An anderer Stelle bringt die Heritage Foundation ihre Anti-Trans-Ansichten in einer Priorität mit dem Titel „Erweiterung der Bildungsfreiheit“ zum Ausdruck, in der die Gruppe erklärt, dass das Bildungssystem „unsere Kinder im Stich lässt“ durch „die Geißel aufgeweckter Ideen wie kritischer Theorie und radikaler Gender-Ideologie“. Der Begriff „radikale Geschlechterideologie“ wird von Konservativen häufig verwendet, um sich auf trans- und nichtbinäre Identitäten zu beziehen.
Die Heritage Foundation gibt es schon seit 1973als es von Konservativen gegründet wurde, die Präsident Richard Nixon für zu liberal hielten und sowohl den Fiskalliberalismus als auch die Expansion der Bundesregierung fürchteten.
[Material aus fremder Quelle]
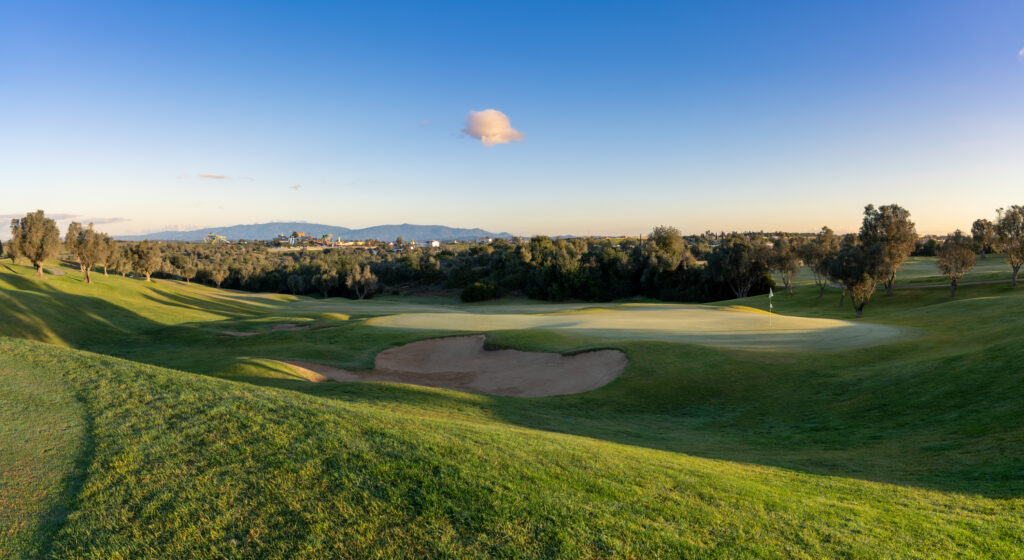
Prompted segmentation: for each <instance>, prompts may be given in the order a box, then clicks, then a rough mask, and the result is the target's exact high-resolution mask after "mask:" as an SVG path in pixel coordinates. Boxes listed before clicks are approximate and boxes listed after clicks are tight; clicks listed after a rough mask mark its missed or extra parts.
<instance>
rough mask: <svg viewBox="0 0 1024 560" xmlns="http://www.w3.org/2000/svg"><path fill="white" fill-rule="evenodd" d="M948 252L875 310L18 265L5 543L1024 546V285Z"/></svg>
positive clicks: (4, 348) (229, 544)
mask: <svg viewBox="0 0 1024 560" xmlns="http://www.w3.org/2000/svg"><path fill="white" fill-rule="evenodd" d="M931 262H932V263H934V260H932V261H931ZM988 262H991V263H992V268H991V270H988V269H987V268H984V267H982V268H981V269H980V270H979V271H978V272H977V273H978V274H979V275H980V276H983V277H979V279H981V281H988V279H991V278H989V277H988V276H989V275H992V274H995V273H996V270H997V268H996V266H997V265H1000V263H999V260H998V259H997V258H992V259H989V261H988ZM928 263H929V259H927V258H923V259H916V260H914V261H913V262H911V263H909V264H908V266H907V267H906V268H907V270H906V272H905V273H906V274H907V275H906V276H901V277H900V283H901V284H902V286H906V287H907V288H906V289H900V290H897V291H896V292H895V293H894V295H893V296H885V295H876V297H874V298H873V299H872V300H871V303H870V305H869V306H868V307H867V311H866V312H865V316H864V318H862V319H855V318H853V311H852V309H851V308H850V305H849V303H847V304H846V306H843V307H841V306H840V305H839V296H840V291H839V290H838V289H831V288H829V289H826V291H825V294H824V297H822V298H821V299H818V297H817V296H818V290H817V288H816V287H815V286H813V285H810V284H808V282H809V281H808V279H807V277H806V276H804V275H801V276H799V277H798V282H797V284H796V287H795V290H794V295H792V296H791V295H786V294H784V293H781V292H777V293H776V295H775V297H774V300H773V301H774V311H775V313H774V314H773V315H771V316H769V314H768V313H767V308H768V299H767V297H766V296H758V297H753V298H746V299H743V300H730V301H724V302H720V303H716V304H709V305H682V304H667V303H663V302H656V301H628V302H613V303H606V304H595V303H562V304H555V303H544V302H537V301H530V300H522V299H508V300H498V301H494V302H487V303H479V304H465V303H460V302H458V301H457V300H456V299H454V298H452V299H449V298H443V297H433V298H429V297H422V298H421V297H408V296H407V297H398V296H387V297H378V298H374V299H370V300H365V301H352V300H346V299H343V298H331V299H326V300H324V299H316V298H311V297H305V296H290V295H282V294H256V293H246V292H236V291H229V290H219V289H216V288H211V287H207V286H201V285H196V284H191V285H187V284H185V283H183V282H178V281H171V279H155V281H154V282H152V283H146V282H143V281H141V279H134V278H124V277H120V276H115V275H111V276H105V277H104V276H101V275H98V274H97V273H93V277H94V283H93V284H92V285H87V284H84V283H83V282H82V274H81V272H80V271H79V270H78V268H77V267H73V266H63V265H61V264H59V263H57V262H54V263H52V264H50V265H48V266H47V269H48V270H49V272H48V273H47V275H46V276H45V277H43V278H37V277H34V273H35V270H34V269H33V268H32V267H29V266H23V265H19V264H4V265H0V337H2V338H0V448H2V449H4V453H3V454H2V455H0V556H2V557H4V558H34V557H47V558H48V557H53V558H251V557H264V558H286V557H291V558H365V557H376V558H421V557H446V558H477V557H478V558H495V557H497V558H608V557H618V558H667V557H686V558H880V557H889V558H1020V557H1022V556H1024V553H1022V550H1024V476H1022V474H1021V473H1022V472H1024V427H1022V426H1024V425H1022V423H1021V422H1020V419H1021V417H1022V412H1024V369H1022V368H1021V365H1020V364H1021V363H1022V360H1024V345H1022V344H1021V343H1020V341H1021V333H1022V331H1021V329H1022V324H1021V320H1020V317H1021V316H1022V312H1024V291H1022V290H1021V289H1016V290H1015V289H1012V288H1011V287H1010V284H1009V282H1000V283H996V284H977V285H975V284H968V282H967V281H971V279H972V278H971V277H970V276H969V277H967V278H966V283H965V285H964V286H963V287H962V288H961V290H959V292H957V296H956V297H955V298H952V299H951V298H949V297H948V291H947V290H943V289H932V288H928V286H930V285H932V284H939V283H941V282H942V279H941V277H933V276H935V275H934V274H933V275H932V276H929V274H928V270H929V269H928V268H927V266H926V265H927V264H928ZM919 264H920V265H919ZM932 267H933V269H934V264H932ZM54 271H55V272H57V273H54ZM1004 277H1005V274H1004ZM914 286H920V287H918V288H914ZM411 356H412V357H411ZM473 360H477V361H473ZM479 360H483V361H479ZM484 362H485V363H484ZM481 364H482V365H481ZM516 368H518V370H516ZM477 370H479V371H481V372H482V371H484V370H485V371H486V372H488V373H487V374H486V375H487V376H489V377H486V378H485V376H484V374H483V373H481V374H479V376H476V375H475V374H472V372H474V371H477ZM318 372H327V373H328V374H330V375H325V374H323V373H318ZM503 375H508V376H511V377H509V379H512V378H514V379H515V382H514V383H513V382H502V381H501V380H502V376H503ZM345 376H348V377H345ZM574 376H575V377H574ZM336 379H340V380H341V381H340V382H339V381H335V380H336ZM563 382H564V383H563ZM559 383H562V384H561V385H559ZM542 395H551V396H542Z"/></svg>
Die Kampagnen gegen LGBTQ+-Rechte sind von Anfang an konsequent Beratung mit Der damalige Gouverneur Mitt Romney sollte Wege finden, um die Umsetzung der Legalisierung der Homo-Ehe in Massachusetts zu verhindern, bis hin zur Lobbyarbeit gegen den während des Titels IX eingeführten Schutz für Trans-Studenten Obama-Regierung.